The obtained results are promising. The three-dimensional visualization, analyzed in the results Chapter, allows a better understanding of applications communications in contrast with the network topology. We were able to show in different time slices that the work stealing could benefit from more locality, since the current implementation of KAAPI do not take into account network information to perform work stealing requests.

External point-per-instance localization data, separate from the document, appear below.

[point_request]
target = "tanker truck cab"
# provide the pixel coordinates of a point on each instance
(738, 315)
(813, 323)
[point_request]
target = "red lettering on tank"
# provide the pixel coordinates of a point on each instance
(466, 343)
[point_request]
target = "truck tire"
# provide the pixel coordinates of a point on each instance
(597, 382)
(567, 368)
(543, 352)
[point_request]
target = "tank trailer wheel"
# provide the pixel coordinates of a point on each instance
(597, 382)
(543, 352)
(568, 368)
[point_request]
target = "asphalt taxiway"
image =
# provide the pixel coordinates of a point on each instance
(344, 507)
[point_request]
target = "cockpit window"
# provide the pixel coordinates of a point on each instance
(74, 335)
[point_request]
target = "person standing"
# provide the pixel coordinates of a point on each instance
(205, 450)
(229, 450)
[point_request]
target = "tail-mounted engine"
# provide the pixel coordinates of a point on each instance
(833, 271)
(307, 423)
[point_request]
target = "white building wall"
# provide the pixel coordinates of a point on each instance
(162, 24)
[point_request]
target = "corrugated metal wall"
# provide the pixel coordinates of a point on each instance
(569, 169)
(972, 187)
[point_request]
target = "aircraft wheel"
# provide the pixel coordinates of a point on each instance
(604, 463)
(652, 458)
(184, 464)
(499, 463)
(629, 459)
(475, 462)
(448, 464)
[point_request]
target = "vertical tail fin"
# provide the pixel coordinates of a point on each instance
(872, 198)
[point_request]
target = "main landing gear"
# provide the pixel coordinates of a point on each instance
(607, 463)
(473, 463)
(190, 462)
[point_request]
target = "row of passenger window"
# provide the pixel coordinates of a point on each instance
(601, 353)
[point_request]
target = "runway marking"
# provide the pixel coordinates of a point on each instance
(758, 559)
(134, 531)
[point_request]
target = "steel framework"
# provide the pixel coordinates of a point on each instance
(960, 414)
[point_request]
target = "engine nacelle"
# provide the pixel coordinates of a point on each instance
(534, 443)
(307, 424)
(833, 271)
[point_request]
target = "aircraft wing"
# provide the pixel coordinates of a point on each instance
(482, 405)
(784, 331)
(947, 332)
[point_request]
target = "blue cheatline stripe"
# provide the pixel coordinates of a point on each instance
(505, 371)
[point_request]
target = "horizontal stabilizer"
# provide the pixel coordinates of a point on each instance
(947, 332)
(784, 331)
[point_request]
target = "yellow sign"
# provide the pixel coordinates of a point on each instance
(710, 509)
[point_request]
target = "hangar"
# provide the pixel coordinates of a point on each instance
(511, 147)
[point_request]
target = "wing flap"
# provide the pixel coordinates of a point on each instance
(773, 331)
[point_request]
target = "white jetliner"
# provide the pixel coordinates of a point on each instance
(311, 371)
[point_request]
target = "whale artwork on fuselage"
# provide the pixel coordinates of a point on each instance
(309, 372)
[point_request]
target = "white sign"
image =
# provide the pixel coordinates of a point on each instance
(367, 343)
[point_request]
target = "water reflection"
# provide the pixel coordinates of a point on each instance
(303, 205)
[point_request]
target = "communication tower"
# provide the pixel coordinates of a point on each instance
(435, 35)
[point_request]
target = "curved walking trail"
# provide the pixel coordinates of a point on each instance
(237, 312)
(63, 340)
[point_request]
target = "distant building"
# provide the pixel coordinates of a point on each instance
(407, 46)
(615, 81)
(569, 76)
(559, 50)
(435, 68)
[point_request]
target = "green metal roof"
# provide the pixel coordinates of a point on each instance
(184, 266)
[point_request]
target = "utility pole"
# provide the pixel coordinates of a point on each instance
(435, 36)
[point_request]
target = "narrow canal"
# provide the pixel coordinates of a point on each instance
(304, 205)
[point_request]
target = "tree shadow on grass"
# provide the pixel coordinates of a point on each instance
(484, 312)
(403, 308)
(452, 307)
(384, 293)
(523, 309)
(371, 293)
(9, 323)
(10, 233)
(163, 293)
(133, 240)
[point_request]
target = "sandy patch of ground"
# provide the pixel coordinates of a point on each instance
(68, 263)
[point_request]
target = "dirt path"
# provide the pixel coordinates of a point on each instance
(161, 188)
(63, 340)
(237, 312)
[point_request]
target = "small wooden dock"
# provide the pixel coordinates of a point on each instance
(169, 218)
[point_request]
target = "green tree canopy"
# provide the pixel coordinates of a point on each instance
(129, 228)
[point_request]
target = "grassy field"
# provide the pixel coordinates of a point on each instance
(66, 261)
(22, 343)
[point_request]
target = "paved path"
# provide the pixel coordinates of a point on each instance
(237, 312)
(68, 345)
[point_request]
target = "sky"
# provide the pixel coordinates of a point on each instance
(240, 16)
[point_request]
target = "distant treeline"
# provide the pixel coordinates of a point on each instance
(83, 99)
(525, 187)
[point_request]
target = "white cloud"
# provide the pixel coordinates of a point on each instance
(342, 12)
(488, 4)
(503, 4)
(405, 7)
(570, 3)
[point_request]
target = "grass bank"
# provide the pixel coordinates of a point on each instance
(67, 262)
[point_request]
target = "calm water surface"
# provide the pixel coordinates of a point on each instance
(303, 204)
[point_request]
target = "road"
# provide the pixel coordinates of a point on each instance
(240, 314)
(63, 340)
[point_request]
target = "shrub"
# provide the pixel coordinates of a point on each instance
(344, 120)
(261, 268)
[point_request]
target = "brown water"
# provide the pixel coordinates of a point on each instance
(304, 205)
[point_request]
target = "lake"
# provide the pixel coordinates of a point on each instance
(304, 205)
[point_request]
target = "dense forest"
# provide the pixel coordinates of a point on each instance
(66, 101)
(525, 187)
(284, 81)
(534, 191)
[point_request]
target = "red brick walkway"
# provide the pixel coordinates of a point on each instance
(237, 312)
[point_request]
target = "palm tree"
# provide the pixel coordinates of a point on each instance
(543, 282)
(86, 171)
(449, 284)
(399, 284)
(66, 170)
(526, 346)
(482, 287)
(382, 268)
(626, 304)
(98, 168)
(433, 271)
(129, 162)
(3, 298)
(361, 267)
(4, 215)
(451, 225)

On the other hand, the results obtained with the visual aggregation model implementation allowed the visualization of the states of 100 thousand processors, generated synthetically. The treemaps defined by the Time-Slice algorithm were also generated using real trace data from KAAPI and MPI applications. We were able to identify in KAAPI traces different aspects, such as a different behavior in stealing mechanisms presented by some processes, load-balancing efficiency considering all the execution time, and the analysis of a large-scale KAAPI application, composed of almost 3 thousand processes in Grid’5000.

In summary, the main achievements of this thesis are the proposal of the 3D approach, the visual aggregation model combined with the Time-Slice technique and the Triva prototype im-plementation. Other achievements include the interaction between KAAPI and the prototype, allowing the analysis of KAAPI work stealing activities.

Next Section presents the publications that came from this thesis. Section 7.2 discusses the perspectives and implications of this thesis.

7.1 Publications

Some results of the thesis were published in the following papers:

Visual Mapping of Program Components to Resources Representation: a 3D Analy-sis of Grid Parallel Applications. The 21st Symposium on Computer Architecture and High Performance Computing, SBAC-PAD. 2009. IEEE Press. Sao Paulo, Brazil.

– This paper presents the use of the three-dimensional approach to map parallel ap-plications components on top of a resource representation. The paper describes the abstract model that generate this 3D configuration, showing at the end some exam-ples of KAAPI parallel applications visualized together with the Grid’5000 network topology.